Dermatitis, which refers to any inflammation of the skin, is a very frustrating condition for dogs and their owners, because it can be caused by so many different things and can contribute to so many different clinical signs. Dermatitis itself is not particularly difficult to diagnose, because the symptoms of skin inflammation are rather obvious. However, the underlying cause of the condition can be tricky to figure out. When a dog presents with a history of intense skin itchiness and scratching, and accompanying raw, weeping skin sores, the veterinarian will begin a systematic hunt to determine the cause of the condition. This diagnostic challenge normally begins with a thorough physical examination and history. The veterinarian will look for external factors, such as parasites and any identifiable environmental allergies. Flea bites can cause horrible dermatitis in dogs, and mange from mites can cause equally significant skin problems. The attending veterinarian will ask the owner lots of questions about the dog’s health history, travel history and diet. She will carefully examine the dog’s skin and hair coat. She may also do a skin scraping to help identify any parasites that have burroughed deep into the hair follicles. This is the best way to diagnose demodectic mange.
If no obvious cause of skin inflammation is found during the initial history and physical examination, the search will go on. Blood and urine samples can be taken to help to rule out systemic causes of dermatitis, such as hyperadrenocorticism (Cushing’s Disease), diabetes, kidney disease or hypothyroidism. If the results of routine blood and urine tests are normal, the veterinarian probably will next focus on possible causes of hypersensitivity (allergic) reactions that commonly contribute to skin inflammation. Dietary changes, including an elimination diet protocol, may be recommended to determine whether the dog has allergies to particular food ingredients. This involves feeding the dog only a few ingredients at first, such as rice and boiled chicken, and then gradually adding one more ingredient at a time, assessing the dog’s skin reaction along the way. Elimination diet trials take a long time and lots of patience on the part of the owner, and the dog. Skin biopsies may be taken in resistant cases, although this is not usually necessary and rarely done to diagnose skin problems in dogs.

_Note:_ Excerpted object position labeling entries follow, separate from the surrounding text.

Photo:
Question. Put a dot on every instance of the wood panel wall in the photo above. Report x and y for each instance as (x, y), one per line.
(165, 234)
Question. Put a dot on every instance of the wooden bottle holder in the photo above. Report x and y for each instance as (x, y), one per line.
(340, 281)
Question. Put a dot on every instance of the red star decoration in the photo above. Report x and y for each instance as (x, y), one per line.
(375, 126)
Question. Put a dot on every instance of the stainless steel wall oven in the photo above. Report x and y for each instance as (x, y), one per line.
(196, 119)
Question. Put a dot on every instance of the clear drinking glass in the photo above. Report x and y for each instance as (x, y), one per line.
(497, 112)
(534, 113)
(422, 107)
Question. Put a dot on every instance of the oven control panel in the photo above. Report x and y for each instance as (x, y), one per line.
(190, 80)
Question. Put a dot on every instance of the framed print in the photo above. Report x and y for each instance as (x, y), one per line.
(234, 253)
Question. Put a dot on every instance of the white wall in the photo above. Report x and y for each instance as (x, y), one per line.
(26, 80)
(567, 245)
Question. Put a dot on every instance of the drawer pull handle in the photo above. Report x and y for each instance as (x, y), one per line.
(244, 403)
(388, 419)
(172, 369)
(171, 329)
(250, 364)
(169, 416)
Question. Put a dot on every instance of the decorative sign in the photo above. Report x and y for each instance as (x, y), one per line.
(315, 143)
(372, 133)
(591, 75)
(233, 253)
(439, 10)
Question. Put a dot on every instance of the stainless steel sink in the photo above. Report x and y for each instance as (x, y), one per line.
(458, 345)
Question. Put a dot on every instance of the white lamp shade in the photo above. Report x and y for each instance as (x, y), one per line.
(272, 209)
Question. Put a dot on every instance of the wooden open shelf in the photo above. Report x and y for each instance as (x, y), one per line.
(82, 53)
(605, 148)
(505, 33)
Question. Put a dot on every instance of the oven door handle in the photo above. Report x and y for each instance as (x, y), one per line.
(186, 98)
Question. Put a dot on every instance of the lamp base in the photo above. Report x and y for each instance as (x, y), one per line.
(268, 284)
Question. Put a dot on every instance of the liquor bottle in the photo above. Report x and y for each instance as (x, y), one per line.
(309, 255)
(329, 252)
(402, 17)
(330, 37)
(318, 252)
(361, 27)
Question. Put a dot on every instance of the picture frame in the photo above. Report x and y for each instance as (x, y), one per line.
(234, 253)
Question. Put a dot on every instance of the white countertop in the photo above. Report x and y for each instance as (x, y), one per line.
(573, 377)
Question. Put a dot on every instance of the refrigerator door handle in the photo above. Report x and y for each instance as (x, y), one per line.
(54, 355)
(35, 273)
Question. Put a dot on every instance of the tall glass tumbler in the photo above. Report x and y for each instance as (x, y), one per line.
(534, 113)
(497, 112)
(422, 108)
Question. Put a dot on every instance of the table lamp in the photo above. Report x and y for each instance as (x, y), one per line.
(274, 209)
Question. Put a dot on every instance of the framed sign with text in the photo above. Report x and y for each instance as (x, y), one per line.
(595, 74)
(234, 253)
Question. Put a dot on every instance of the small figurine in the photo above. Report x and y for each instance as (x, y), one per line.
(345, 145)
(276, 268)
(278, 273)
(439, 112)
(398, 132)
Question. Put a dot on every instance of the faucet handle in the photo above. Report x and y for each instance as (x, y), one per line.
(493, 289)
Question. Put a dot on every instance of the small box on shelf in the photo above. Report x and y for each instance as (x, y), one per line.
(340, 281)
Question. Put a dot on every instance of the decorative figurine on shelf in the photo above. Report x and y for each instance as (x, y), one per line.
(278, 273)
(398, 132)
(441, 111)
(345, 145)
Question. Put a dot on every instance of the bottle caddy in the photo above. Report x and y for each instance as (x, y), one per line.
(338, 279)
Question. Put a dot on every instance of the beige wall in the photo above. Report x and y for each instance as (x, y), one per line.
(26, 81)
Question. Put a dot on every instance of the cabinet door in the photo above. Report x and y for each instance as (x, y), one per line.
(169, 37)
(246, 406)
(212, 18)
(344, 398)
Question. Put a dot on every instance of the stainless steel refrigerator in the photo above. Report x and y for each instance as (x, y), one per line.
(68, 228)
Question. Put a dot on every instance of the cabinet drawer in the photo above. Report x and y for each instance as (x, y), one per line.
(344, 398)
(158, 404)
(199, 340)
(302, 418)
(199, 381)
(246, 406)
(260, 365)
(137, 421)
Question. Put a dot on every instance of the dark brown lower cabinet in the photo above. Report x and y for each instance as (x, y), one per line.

Sometimes, the underlying cause of canine dermatitis will never be discovered. In those cases, prescription oral and topical medications and shampoos may be used to help reduce the severity of the symptoms. If left untreated, dermatitis can cause so much discomfort that the dog scratches, bites and digs at its skin, causing self-trauma and weeping wounds that are ripe sites for secondary bacterial skin infections. If your pet shows signs of skin problems, make an appointment with your veterinarian as soon as possible.